Dorman is a top supplier of original equipment dealer “exclusive” automotive and heavy-duty replacement parts, automotive brake parts and hardware, exhaust system parts, and fasteners to the Automotive and Heavy Vehicle Aftermarkets while also maintaining the supply of household hardware and organizational products to mass merchandisers. Dorman has believed in giving repair professionals and vehicle owners greater freedom to fix cars and trucks by releasing more exclusive, cost-effective, and labor-saving replacement solutions than anyone else. 

Walker is the world’s largest manufacturer of OE and Aftermarket exhaust systems and emissions-control products and is an OE supplier to many major manufacturers. Walker has the technical excellence needed to meet today’s requirements while providing solutions for tomorrow’s challenges. All Walker exhaust parts, from premium CalCat converters to Quiet-Flow mufflers, are designed with great attention to detail to meet all standards and customer demands. You can also go with Walker performance exhaust parts if you want to get the ultimate in function and sound.

Walker offers quality direct-fit and universal converters that comply with EPA and CARB requirements. There are essentially two types of Catalytic Converters

Two-Way Catalytic Converter:

• Allows oxidation of CO (Carbon Monoxide) to less-harmful CO2 (Carbon Dioxide)

• Allows oxidation of HC (Unburned Hydrocarbons) to CO2 (Carbon Dioxide) and H2O (Water)

In this design, exhaust gases are directed to flow through the substrate containing precious metals platinum and palladium, which allow the chemical reaction to occur. The exhaust gases increase in temperature as the conversion process takes place. Because of the intense heat created by this process, exhaust gases leaving the converter should be hotter than the gases entering the converter. This also explains why heat shields are required on most units. Two-way converters operate relatively efficiently with a lean fuel mixture. Ineffectiveness in controlling NOx led to the introduction of three-way converters.

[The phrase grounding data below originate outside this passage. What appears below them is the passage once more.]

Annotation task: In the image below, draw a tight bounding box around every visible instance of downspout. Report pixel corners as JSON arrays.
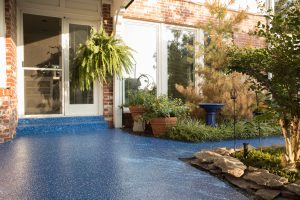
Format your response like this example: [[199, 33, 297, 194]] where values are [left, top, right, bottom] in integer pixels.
[[112, 0, 134, 37], [112, 0, 135, 128], [112, 0, 125, 128], [112, 0, 125, 37]]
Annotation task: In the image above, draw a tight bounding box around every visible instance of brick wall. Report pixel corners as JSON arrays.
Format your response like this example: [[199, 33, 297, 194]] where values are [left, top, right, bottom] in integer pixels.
[[0, 1, 265, 134], [122, 0, 265, 47], [102, 4, 114, 128], [0, 0, 17, 142]]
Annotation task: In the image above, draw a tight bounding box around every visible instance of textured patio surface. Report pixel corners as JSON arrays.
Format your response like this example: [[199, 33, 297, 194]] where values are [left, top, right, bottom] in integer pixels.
[[0, 129, 283, 200]]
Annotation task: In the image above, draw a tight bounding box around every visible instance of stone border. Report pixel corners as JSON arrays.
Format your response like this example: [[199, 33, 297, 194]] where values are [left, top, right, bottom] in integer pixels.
[[186, 148, 300, 200]]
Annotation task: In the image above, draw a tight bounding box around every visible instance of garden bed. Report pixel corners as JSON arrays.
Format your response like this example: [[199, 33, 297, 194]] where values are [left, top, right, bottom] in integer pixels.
[[186, 147, 300, 200], [164, 118, 281, 143]]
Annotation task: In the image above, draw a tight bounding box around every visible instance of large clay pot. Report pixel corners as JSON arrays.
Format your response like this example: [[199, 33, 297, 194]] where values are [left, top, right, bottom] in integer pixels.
[[129, 106, 145, 132], [129, 106, 145, 118], [149, 117, 177, 137]]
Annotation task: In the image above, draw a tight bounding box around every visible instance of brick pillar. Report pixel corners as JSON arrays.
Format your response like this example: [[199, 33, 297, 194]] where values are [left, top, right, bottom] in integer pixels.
[[102, 4, 114, 128], [0, 0, 17, 143]]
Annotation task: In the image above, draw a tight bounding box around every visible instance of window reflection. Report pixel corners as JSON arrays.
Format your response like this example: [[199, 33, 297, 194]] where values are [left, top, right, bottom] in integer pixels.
[[23, 14, 62, 115], [24, 70, 62, 115], [69, 24, 93, 104], [122, 22, 157, 104], [167, 28, 195, 99]]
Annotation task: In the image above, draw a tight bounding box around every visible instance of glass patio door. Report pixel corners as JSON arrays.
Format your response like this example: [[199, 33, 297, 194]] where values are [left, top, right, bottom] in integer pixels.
[[23, 14, 63, 115], [64, 21, 99, 116]]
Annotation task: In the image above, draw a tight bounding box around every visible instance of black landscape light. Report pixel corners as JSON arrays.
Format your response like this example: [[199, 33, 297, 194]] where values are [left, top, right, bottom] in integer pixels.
[[243, 143, 249, 158], [230, 88, 237, 150]]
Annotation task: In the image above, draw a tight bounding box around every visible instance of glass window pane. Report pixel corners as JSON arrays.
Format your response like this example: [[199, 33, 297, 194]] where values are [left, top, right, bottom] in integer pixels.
[[23, 14, 61, 69], [24, 70, 62, 115], [23, 14, 62, 115], [167, 28, 195, 99], [122, 22, 157, 104], [69, 24, 93, 104]]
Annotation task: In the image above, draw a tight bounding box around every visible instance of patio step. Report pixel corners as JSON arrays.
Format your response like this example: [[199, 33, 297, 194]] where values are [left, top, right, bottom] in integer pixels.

Three-Way Catalytic Converter:

• Allows reduction of NOx (Nitrogen Oxides) to N2 (Nitrogen) and O2 (Oxygen)

• Allows oxidation of CO (Carbon Monoxide) to less-harmful CO2 (Carbon Dioxide)

• Allows oxidation of HC (Unburned Hydrocarbons) to CO2 (Carbon Dioxide) and H2O (Water)

Three-way converters have been used in vehicle emissions control systems in North America - and many other countries - since 1981. The three-way without air uses advanced catalyst chemistry to store and release O2, in conjunction with an O2 monitoring and control system. This system utilizes one or more O2 sensors to oscillate the fuel mixture between lean and rich conditions. This oscillation, combined with the O2 storage and release on the catalyst surface, allows for the optimum reduction of all three emissions. These converters are used in conjunction with OBDII diagnostic systems on today's vehicles. This system alerts the driver when the converter is not working at peak efficiency.